Do tego przyzwyczaiłem się do automatu, więc to akurat musiało być. Wskazane też było, żeby auto miało podgrzewaną przednią szybę - mam teraz w fordzie i jest to rewelacyjna sprawa. Ale akurat to nie był warunek, bo mało aut to ma.
Zacząłem więc od samochodów: Suzuki Vitara, Ssangyong XLV, Subaru XV, Skoda Karoq.
Skoda odpadła z powodów finansowych - wersja z oczekiwanym wyposażeniem wychodziła ok. 130 tys. zł.
Subaru - poczytałem jak drogie są części i ile się czeka i stwierdziłem, że to trochę ryzykowne. W dodatku skrzynia CVT to nie do końca to, co mi odpowiada...
Ssangyong - podobnie jak Subaru - trudno dostępne części i serwis. Napisałem do pani od marketingu Ssangyonga, żeby próbowała mnie przekonać do samochodu tej marki - no bo ceny podobne do innych, więc jeśli nie ma jakichś ekstra zalet to wolę wybrać bardziej standardowe. Niestety nie odpisała... W międzyczasie z cennika wypadła możliwość dokupienia automatu i napędu 4x4 w prawie każdej wersji wyposażenia - została ta możliwość tylko w najdroższej, kwota dochodziła zatem pod 110 tys. zł.

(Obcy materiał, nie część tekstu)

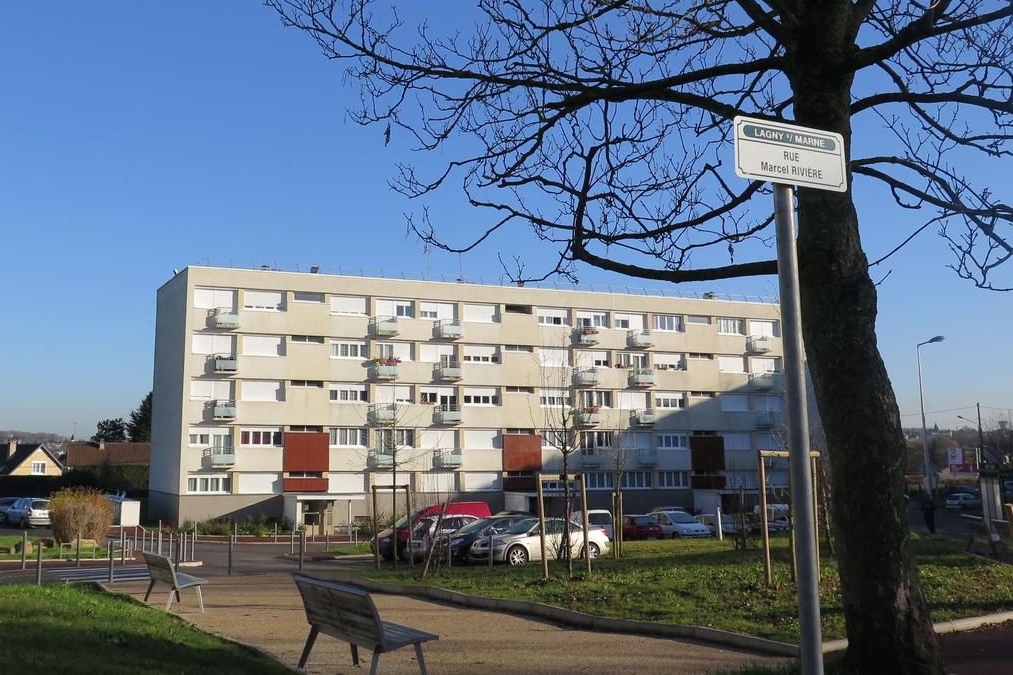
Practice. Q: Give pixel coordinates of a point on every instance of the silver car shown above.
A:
(29, 511)
(523, 542)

Suzuki - Vitara to piękne auto. Ma wiele zalet - głównie napęd AllGrip, wysokie siedzisko, bardzo mi się optycznie podobała. Ponadto - jest to najpopularniejsze auto w Indiach, na Aliexpress jest ponad 4 tys. sklepów, które oferują różne dodatki, pierdółki, części do tego auta i to znacznie taniej niż u dealera (można wyjechać golasem i wszystko sobie dokupić).
Suzuki w oczekiwanej wersji kosztowało ok. 95 tys. zł. Wadą tego było bardzo skromne wyposażenie w środku - nie było nawet fotochromatycznego lusterka ani schowka na okulary (a noszę).
Zadałem też pytanie, na jakie rabaty można liczyć w Suzuki - otrzymałem odpowiedź, że żadne, bo "i tak się dobrze sprzedaje".
Ale zacząłem się zastanawiać, czy poza fanaberią potrzebuję napęd 4x4, no i wyszło, że nie. Mieszkam pod dużym miastem, 95% jazd jest do i z miasta, dłuższe trasy ze 4 razy w roku po 300 km, w tym na wakacje nad morze. No i tu się otworzyły możliwości związane z większą liczbą aut, skoro z napędem na jedną oś.
Zatem wybór poszedł w stronę crossovera - mniejszy od SUV-a, mniej pali, łatwiej się tym poruszać. Dzieci już "sprzedane", więc jeździmy tylko z żoną.
Ale skoro zmiana koncepcji, to wobec dużego wyboru modeli stwierdziłem, że ta grzana szyba przednia musi być no i żona poprosiła o automat do parkowania. I tu już modeli się zrobiło mniej.
Hyundai Kona - fajne auto o dużej mocy, ale pali sporo, bo ma silnik 177 KM.
Bliźniaki z jednej stajni - Opel Crossland, Citroen C3 Aircross oraz Peugeot 2008.
Peugeot odpadł, bo skoro auta niemal identyczne, to wezmę z grzaną szybą, a w nim tego nie ma.
Citroen - tylna kanapa jak ławka w parku, w dodatku wszystko jest w nim regulowane za pomocą dotykowego ekranu, co jest niewygodne i niebezpieczne. Nawet regulacja klimy, w tym - temperatury. Więc zrezygnowałem.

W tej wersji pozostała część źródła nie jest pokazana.